Women Reproductive Rights and LGBT Rights

In accepting the award, Urvashi Vaid did not disappoint.

She spoke about the importance of connecting the dots between “women’s reproductive freedom and LGBT rights,” citing as an example, “the recent hullabaloo over Planned Parenthood and invasive vaginal sonograms.”

Vaid recalled how a gay man told emcee Clinton, her partner in life, that he “finally got it — that this fight was about social and political control of women’s freedom and women’s sexual agency and not just a moral argument about when life begins,” Vaid said.

And yet she wondered out loud: “To what extent would leading organizations and funders of the LGBT movement agree that an issue like reproductive freedom, violence against women, women earning less than men, or expanding the definition of family in welfare programming to enable low-income families and kids to be covered — whether those issues would be seen as important issues for the LGBT movement,” said Vaid.

Lesbians must step out

“For millions of lesbians, economic justice, addressing racism and winning fair treatment as women are still issues that matter a great deal.

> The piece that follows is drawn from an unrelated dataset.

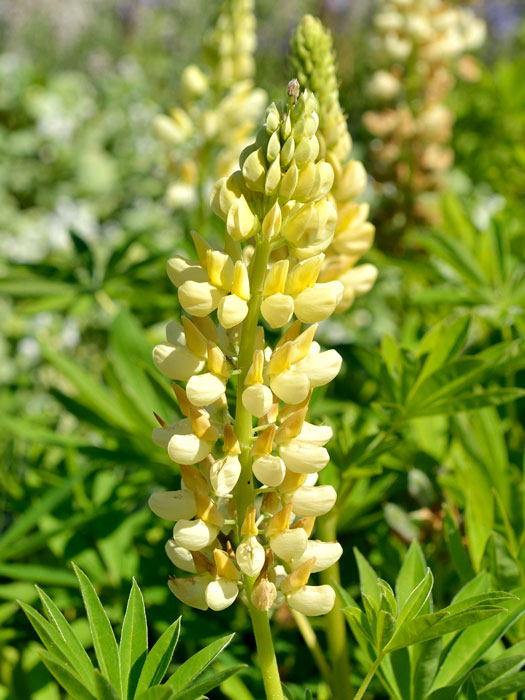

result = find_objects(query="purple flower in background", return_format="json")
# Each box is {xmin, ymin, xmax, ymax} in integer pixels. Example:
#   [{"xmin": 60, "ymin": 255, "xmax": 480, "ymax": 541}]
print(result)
[{"xmin": 483, "ymin": 0, "xmax": 525, "ymax": 40}]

But these issues and many feminist concerns remain on the periphery of the movement that we as women have helped to build,” Vaid explained.

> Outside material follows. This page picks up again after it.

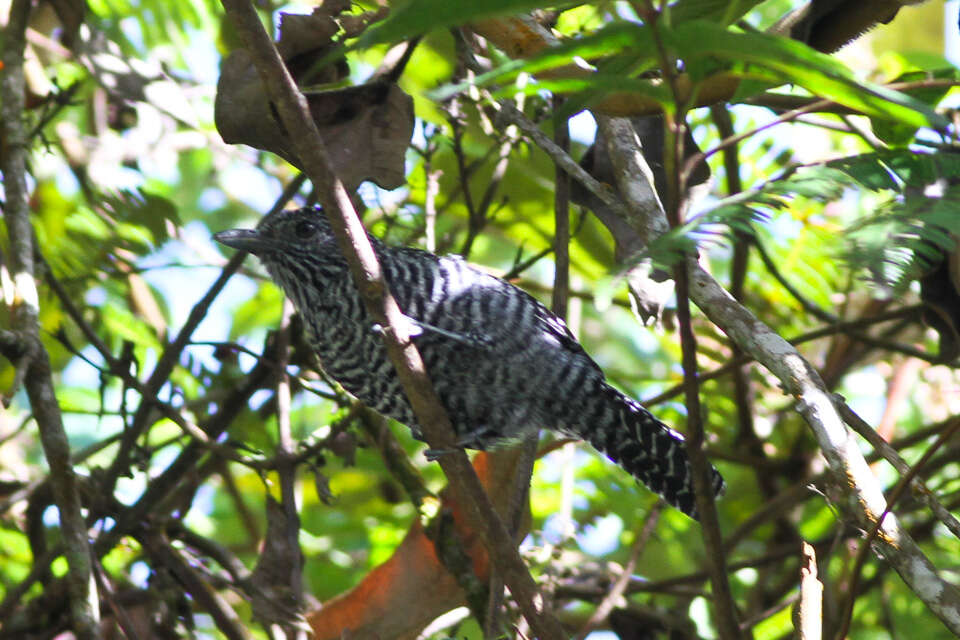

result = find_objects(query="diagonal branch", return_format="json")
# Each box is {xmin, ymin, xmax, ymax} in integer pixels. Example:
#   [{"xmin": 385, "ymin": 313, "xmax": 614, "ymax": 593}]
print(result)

A remedy?  “Lesbians must step up and step out, politically and philanthropically,” she said,  “The time, need, and urgency is now!”

“I care about ensuring that my womb and gay men’s sexual freedoms are not regulated by the likes of Rick Santorum,” said Vaid.

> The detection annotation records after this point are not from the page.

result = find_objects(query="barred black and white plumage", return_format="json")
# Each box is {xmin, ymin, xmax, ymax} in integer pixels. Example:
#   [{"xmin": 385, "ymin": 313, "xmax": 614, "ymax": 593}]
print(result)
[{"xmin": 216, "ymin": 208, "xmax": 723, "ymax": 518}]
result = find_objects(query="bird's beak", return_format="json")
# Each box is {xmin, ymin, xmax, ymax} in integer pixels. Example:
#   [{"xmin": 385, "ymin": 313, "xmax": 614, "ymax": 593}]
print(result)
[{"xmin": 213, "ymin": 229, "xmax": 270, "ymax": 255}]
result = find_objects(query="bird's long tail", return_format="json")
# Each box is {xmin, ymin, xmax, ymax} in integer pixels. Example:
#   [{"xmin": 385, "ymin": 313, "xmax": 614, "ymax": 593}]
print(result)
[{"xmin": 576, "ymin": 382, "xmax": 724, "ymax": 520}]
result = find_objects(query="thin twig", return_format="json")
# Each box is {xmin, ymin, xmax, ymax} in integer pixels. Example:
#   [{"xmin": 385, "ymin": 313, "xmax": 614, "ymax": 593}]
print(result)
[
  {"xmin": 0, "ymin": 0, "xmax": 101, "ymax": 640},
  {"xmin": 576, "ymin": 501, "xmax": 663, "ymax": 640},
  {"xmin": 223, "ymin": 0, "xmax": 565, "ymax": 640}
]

The audience roared and applauded in agreement.

The Women’s Dinner party drew a number of elected officials, including Massachusetts State Treasurer Steve Grossman, State Representative Liz Malia, and Rhode Island State Representative Deb Ruggiero.

City of Boston officials also in attendance were Boston Mayor Thomas M. Menino and his wife Angela Menino, as well as Boston City Councilors John Connolly, Rob Consalvo, Matt O’Malley, and Michael Ross.

Cambridge City Councilor Denise Simmons and Suffolk County Sheriff Andrea Cabral attended.

Elizabeth Warren, a Democratic Party candidate for the US Senate, was also on hand.

In a new feature, the Women’s Dinner Party employed social media so that attendees could find a friend’s table on the ballroom map and view live feeds.

Foursquare enabled check in.

Dinner Party Mobile (m.womensdinnerparty.org) empowered people to browse live and silent auction items, create shopping lists, and make silent-auction bids — all via smart phones.

Dinner Party Mobile facilitated donations online, tweets of the event, and photo submissions for an online photo gallery.

The Twitter feed and photo gallery were projected on screen in the ballroom during the dance party.

Event co-chairs for Women’s Dinner Party 2012 were Theresa Murray, Gina Savageau, and Aimee Van Wagenen.